Think about Katrina and the healing power of all those small donations of money, time, and sweat that contributed so much to our rebuilding. People came together and their personal efforts swelled into a collective. Maybe one person alone couldn’t gut a home, but multiply that one effort and whole neighborhoods were rebuilt. Witnessing the power of another’s kindness is infectious—you realize that small efforts do move mountains of trouble.
You either pay-it-forward or allow a deficient of indifference to grow. The concern and care by one individual is how movements, causes, and reforms come about. Back in 1955, one lady on a bus made a difference.
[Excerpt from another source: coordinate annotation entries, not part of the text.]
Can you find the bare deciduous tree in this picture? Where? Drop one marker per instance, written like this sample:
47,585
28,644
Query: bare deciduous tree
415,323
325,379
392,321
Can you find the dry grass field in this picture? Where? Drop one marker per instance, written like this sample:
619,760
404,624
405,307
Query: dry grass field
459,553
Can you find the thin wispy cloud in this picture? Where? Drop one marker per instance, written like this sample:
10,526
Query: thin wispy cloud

A Civil Rights Movement was galvanized with a mother’s heartbreak as she allowed the world to view her murdered son’s body. A man named Bill began to save lives that otherwise would have ended next to an empty vodka bottle.
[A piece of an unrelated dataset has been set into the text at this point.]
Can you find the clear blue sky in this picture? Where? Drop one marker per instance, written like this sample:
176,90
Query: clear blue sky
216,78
It is so easy to feel helpless and think that our small efforts mean nothing, but this is completely wrong. We have power as voters, consumers, workers, and employers. We also can simply reach down and pick up three pieces of litter a day. In a year that reverses 1,095 small acts of disrespect. Did you know that one mated pair of cats and their offspring can produce 80 million cats in ten years? Change this equation by sponsoring a spay/neuter program.
So you have a choice: negative or positive. Exponentially one fine moment, one modest donation, a single act of bravery, even just a kind word can change the course of the world with time. Perhaps I can find a way to make good of my two mile trek to work each day—discovering the fineness that is obscured by the misdemeanors and misdeeds to create small changes here and there.